The mood at the main post office on East Fayette Street as the hours of April 15 ticked away last night was anything but anxious, with a palpable sense of relief at getting that tax return in the mail.
Postal workers, some of whom dressed up for the occasion, said they frequently see the same faces year after year in the last hours of April 15.
"It's just like a procrastinator's reunion," said window clerk Acquinetta Walker, 46, decked out in a red, white and blue sequined vest. "When they see the postmark, they exhale."
The main post office stays open until midnight once a year.
"I personally don't understand why people wait until the last minute, but they do," said acting Baltimore Postmaster Michael Furey, 42, who was supervising more than 1,000 workers, some out on the street with boxes into which motorists dropped their returns.
Last night's warm and clear weather contrasted with April 15 last year, when it was "pouring down rain," recalled a postal police officer.
Surveying the traffic moving along Fayette Street shortly before 7 p.m., the officer said, "It's mild right now. Eventually, traffic will be at a standstill, unless people filed early this year, which I have yet to see."
From 6 p.m. to closing time, federal and state tax advisers were on hand to help people fill out forms and figure out how much they owed or were due in refunds.
One Baltimore man who sought the free advice was Ronnie Wright, 36, a hospital worker. When he walked into the post office, he said, he had "no idea" what his tax liability would be.

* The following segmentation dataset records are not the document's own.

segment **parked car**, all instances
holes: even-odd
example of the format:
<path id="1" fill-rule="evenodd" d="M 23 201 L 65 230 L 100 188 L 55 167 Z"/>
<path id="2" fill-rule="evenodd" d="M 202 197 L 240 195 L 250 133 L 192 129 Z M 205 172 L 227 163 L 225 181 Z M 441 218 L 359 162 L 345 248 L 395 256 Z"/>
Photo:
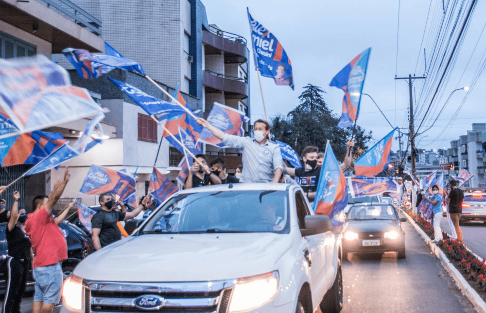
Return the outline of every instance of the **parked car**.
<path id="1" fill-rule="evenodd" d="M 355 203 L 365 203 L 370 202 L 382 202 L 383 200 L 382 196 L 379 195 L 376 196 L 366 196 L 366 197 L 360 197 L 353 198 L 351 194 L 348 194 L 347 196 L 347 205 L 344 208 L 344 213 L 347 214 L 347 211 L 349 211 L 351 207 L 353 206 Z"/>
<path id="2" fill-rule="evenodd" d="M 80 263 L 61 312 L 338 312 L 342 236 L 298 185 L 181 191 Z"/>
<path id="3" fill-rule="evenodd" d="M 8 252 L 5 237 L 7 224 L 0 223 L 0 294 L 4 294 L 6 288 L 6 262 Z M 63 272 L 65 275 L 69 276 L 81 260 L 94 251 L 94 247 L 91 238 L 86 236 L 83 231 L 75 225 L 64 221 L 59 224 L 59 228 L 64 233 L 68 243 L 68 259 L 62 263 Z M 26 291 L 33 291 L 34 283 L 31 270 L 27 277 Z"/>
<path id="4" fill-rule="evenodd" d="M 343 256 L 347 253 L 397 251 L 405 258 L 405 232 L 395 207 L 387 203 L 357 203 L 349 209 L 343 240 Z"/>
<path id="5" fill-rule="evenodd" d="M 475 221 L 486 223 L 486 193 L 479 190 L 464 194 L 459 224 Z"/>

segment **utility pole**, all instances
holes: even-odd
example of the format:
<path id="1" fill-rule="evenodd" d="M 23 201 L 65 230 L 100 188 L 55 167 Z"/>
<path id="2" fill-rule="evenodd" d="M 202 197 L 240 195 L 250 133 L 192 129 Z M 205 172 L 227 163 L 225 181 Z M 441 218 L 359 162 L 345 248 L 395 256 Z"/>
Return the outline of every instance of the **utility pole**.
<path id="1" fill-rule="evenodd" d="M 413 102 L 413 98 L 412 92 L 412 87 L 413 83 L 413 81 L 412 79 L 414 81 L 416 79 L 424 79 L 425 78 L 425 76 L 422 76 L 421 77 L 416 77 L 415 76 L 412 77 L 412 74 L 409 74 L 408 77 L 395 77 L 395 79 L 402 79 L 402 80 L 408 80 L 408 88 L 409 88 L 409 93 L 410 99 L 410 124 L 409 125 L 409 138 L 410 140 L 410 164 L 412 165 L 412 175 L 414 176 L 414 178 L 417 178 L 417 169 L 416 169 L 416 161 L 415 161 L 415 131 L 414 127 L 414 102 Z M 413 214 L 416 214 L 417 212 L 417 208 L 415 206 L 415 193 L 412 193 L 412 205 L 413 207 L 412 212 Z"/>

Half an hour later, after learning that he was due a refund of $800 from the Internal Revenue Service and $300 from the state, he said, "I'm sorry I waited until late."
Howard Simons, the state tax official who helped Wright, said, "The majority of Maryland taxpayers do get a refund."

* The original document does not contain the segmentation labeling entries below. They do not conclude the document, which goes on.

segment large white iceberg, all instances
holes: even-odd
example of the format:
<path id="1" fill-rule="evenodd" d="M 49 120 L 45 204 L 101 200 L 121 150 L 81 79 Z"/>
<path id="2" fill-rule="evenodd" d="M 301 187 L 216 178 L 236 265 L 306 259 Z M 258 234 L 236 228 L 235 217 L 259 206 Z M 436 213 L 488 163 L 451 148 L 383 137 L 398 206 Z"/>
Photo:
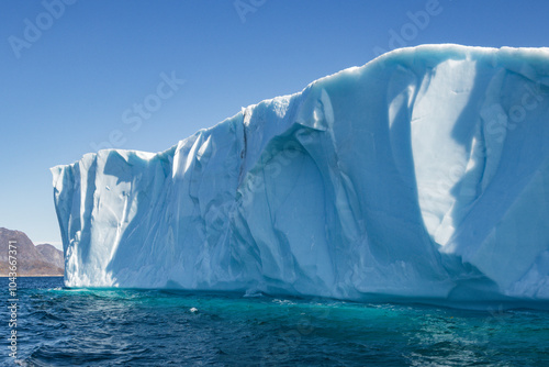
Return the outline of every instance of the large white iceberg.
<path id="1" fill-rule="evenodd" d="M 52 171 L 68 287 L 549 299 L 548 48 L 403 48 Z"/>

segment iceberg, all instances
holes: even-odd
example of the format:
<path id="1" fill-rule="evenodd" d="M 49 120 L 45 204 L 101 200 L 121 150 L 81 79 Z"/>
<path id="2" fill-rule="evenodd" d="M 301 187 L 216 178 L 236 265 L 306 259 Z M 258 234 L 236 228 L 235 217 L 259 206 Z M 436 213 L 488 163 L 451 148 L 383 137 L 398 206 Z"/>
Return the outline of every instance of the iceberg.
<path id="1" fill-rule="evenodd" d="M 549 48 L 402 48 L 52 173 L 68 287 L 549 300 Z"/>

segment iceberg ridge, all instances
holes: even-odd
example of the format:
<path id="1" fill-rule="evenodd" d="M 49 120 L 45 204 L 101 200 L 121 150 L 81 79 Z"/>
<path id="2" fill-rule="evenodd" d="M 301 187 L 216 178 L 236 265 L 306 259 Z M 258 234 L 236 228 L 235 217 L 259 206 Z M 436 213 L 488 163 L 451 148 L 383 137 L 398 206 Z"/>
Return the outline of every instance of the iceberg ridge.
<path id="1" fill-rule="evenodd" d="M 549 49 L 426 45 L 52 168 L 68 287 L 549 300 Z"/>

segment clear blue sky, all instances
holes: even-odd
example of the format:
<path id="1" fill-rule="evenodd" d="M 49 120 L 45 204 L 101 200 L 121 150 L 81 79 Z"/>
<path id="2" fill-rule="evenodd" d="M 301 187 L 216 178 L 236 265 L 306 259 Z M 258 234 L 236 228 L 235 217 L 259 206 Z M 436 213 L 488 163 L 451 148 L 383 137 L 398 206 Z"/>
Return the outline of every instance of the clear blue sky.
<path id="1" fill-rule="evenodd" d="M 164 151 L 374 51 L 549 46 L 548 1 L 60 1 L 0 2 L 0 226 L 35 244 L 60 242 L 48 168 L 109 140 Z"/>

At the federal level, about 75 percent of taxpayers filing returns typically get refunds, said Domenic J. LaPonzina, an IRS spokesman.
He noted that in the local IRS district, which includes Maryland, Delaware and Washington, about 500,000 returns were yet to be filed as of Friday, about a sixth of the total of 3 million.
Hip-hop music was in the air, blaring across Fayette Street courtesy of WXYV-FM. Taking advantage of a live audience, disc jockey Lorenzo "Ice Tea" Thomas offered to "slap" stamps on people's envelopes to ease the passage.
"This envelope is going straight to Philadelphia because my man Milton is paying his taxes," said Thomas.
Milton Taylor, 32, confirmed that such was the case.